Publications -> Conference Papers

Spoofing Speech Detection using Temporal Convolutional Neural Network


Authors: X. Tian, X. Xiao, E. S. Chng, and H. Li
Title: Spoofing Speech Detection using Temporal Convolutional Neural Network
Abstract: Spoofing speech detection aims to differentiate spoofing speech from natural speech. Frame-based features are usually used in most of previous works. Although multiple frames or dynamic features are used to form a super-vector to represent the temporal information, the time span covered by these features are not sufficient.
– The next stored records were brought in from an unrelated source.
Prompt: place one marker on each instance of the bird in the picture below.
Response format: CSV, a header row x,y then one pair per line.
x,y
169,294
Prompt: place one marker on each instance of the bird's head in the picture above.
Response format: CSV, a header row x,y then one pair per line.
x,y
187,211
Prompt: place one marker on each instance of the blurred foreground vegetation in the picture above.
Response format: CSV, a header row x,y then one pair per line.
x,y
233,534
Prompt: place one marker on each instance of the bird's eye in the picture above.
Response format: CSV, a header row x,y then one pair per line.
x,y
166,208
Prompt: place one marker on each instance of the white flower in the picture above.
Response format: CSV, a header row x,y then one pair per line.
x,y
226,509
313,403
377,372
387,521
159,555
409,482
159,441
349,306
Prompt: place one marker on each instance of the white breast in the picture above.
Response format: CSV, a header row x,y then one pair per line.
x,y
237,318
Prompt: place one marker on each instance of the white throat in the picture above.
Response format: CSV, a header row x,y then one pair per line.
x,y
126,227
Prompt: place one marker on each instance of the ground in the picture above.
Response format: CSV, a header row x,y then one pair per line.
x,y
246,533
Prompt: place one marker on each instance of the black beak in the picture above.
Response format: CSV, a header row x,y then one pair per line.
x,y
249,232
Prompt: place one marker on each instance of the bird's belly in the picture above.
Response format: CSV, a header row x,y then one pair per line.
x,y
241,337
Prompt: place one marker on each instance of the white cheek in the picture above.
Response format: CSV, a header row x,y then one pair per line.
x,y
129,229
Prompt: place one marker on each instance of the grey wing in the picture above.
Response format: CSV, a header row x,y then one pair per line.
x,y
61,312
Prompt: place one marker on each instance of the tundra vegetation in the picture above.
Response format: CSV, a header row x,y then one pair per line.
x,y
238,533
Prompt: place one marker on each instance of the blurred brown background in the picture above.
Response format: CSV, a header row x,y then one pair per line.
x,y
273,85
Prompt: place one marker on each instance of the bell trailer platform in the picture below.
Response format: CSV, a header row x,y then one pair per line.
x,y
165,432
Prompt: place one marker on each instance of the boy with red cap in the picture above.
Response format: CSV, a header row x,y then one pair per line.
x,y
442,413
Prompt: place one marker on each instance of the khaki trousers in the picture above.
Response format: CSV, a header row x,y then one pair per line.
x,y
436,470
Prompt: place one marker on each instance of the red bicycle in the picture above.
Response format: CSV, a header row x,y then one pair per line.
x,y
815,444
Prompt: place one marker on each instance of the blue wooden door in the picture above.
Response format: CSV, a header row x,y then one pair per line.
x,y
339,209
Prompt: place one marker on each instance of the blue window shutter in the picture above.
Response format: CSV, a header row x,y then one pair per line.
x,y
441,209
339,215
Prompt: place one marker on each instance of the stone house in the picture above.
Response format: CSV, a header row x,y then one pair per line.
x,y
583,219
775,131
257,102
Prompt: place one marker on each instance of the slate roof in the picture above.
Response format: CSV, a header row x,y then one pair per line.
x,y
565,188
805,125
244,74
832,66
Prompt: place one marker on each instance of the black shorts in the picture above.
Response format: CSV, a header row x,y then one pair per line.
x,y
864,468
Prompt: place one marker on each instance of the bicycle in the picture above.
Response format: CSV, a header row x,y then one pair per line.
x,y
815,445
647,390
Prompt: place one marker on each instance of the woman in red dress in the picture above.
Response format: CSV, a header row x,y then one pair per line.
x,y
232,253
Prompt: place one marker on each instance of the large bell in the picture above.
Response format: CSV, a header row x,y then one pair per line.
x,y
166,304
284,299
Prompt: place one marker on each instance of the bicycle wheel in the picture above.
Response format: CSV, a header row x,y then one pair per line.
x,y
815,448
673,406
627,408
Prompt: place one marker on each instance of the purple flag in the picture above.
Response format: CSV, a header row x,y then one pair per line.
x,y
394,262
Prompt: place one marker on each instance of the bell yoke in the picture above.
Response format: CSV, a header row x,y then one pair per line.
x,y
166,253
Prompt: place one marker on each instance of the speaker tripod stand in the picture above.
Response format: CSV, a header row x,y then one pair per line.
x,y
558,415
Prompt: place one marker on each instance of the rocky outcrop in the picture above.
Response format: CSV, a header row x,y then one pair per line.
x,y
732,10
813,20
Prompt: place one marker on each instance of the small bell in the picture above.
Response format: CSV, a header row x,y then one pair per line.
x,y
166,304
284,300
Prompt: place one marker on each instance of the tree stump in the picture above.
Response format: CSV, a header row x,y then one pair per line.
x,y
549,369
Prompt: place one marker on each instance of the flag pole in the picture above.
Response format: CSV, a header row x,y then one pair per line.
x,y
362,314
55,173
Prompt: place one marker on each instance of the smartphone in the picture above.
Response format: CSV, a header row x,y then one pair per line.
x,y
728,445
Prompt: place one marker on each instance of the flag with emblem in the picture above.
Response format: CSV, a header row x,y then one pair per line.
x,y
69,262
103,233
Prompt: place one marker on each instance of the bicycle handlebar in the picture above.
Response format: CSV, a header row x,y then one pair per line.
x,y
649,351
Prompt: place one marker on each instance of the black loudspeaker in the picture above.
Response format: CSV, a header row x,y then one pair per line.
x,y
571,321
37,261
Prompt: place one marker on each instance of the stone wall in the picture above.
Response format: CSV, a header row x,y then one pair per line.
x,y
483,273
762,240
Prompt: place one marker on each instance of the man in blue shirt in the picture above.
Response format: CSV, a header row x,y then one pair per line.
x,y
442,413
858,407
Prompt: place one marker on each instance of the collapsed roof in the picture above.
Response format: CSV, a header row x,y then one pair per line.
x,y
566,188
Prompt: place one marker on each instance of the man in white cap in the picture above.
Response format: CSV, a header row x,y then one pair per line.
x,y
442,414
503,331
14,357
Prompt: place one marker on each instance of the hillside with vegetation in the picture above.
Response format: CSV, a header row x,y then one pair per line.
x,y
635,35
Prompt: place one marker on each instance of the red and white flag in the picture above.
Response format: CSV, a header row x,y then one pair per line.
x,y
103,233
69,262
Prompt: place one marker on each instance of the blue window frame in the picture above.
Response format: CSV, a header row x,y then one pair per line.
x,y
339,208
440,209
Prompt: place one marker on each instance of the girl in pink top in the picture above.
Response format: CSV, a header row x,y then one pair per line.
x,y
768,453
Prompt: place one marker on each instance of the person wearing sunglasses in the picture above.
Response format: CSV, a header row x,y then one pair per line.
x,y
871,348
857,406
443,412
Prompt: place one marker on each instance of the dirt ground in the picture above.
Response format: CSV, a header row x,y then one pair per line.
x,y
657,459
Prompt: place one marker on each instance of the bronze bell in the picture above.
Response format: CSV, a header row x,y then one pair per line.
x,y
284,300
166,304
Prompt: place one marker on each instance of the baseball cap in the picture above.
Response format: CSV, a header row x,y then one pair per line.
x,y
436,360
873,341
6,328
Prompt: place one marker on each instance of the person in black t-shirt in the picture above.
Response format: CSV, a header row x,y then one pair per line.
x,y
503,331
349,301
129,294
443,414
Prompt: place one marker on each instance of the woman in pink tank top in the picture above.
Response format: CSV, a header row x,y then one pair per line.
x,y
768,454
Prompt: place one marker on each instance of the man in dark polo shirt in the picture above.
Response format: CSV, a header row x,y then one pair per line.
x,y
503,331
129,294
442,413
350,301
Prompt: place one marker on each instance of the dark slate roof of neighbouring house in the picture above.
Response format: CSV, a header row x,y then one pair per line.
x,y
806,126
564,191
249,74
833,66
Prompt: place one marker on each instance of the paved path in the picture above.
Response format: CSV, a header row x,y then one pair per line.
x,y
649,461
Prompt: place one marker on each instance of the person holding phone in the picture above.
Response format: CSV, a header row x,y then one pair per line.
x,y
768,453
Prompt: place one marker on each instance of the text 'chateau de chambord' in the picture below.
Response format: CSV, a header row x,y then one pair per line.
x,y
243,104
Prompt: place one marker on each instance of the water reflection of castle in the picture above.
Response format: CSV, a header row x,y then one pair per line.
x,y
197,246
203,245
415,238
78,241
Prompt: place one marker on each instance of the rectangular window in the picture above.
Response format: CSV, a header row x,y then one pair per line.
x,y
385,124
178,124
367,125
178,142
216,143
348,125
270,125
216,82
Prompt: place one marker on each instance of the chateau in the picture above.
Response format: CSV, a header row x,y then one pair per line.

Most of the systems failed to detect the non-vocoder or unit selection based spoofing attacks. In this work, we propose to use a temporal convolutional neural network (CNN) based classifier for spoofing speech detection. The temporal CNN first convolves the feature trajectories with a set of filters, then extract the maximum responses of these filters within a time window using a max-pooling layer. Due to the use of max-pooling, we can extract useful information from a long temporal span without concatenating a large number of neighbouring frames, as in feedforward deep neural network (DNN). Five types of feature are employed to access the performance of proposed classifier. Experimental results on ASVspoof 2015 corpus show that the temporal CNN based classifier is effective for synthetic speech detection. Specifically, the proposed method brings a significant performance boost for the unit selection based spoofing speech detection.
Keywords: 
Conference Name: 8th Asia-Pacific Signal and Information Processing Association Annual Summit and Conference (APSIPA’16)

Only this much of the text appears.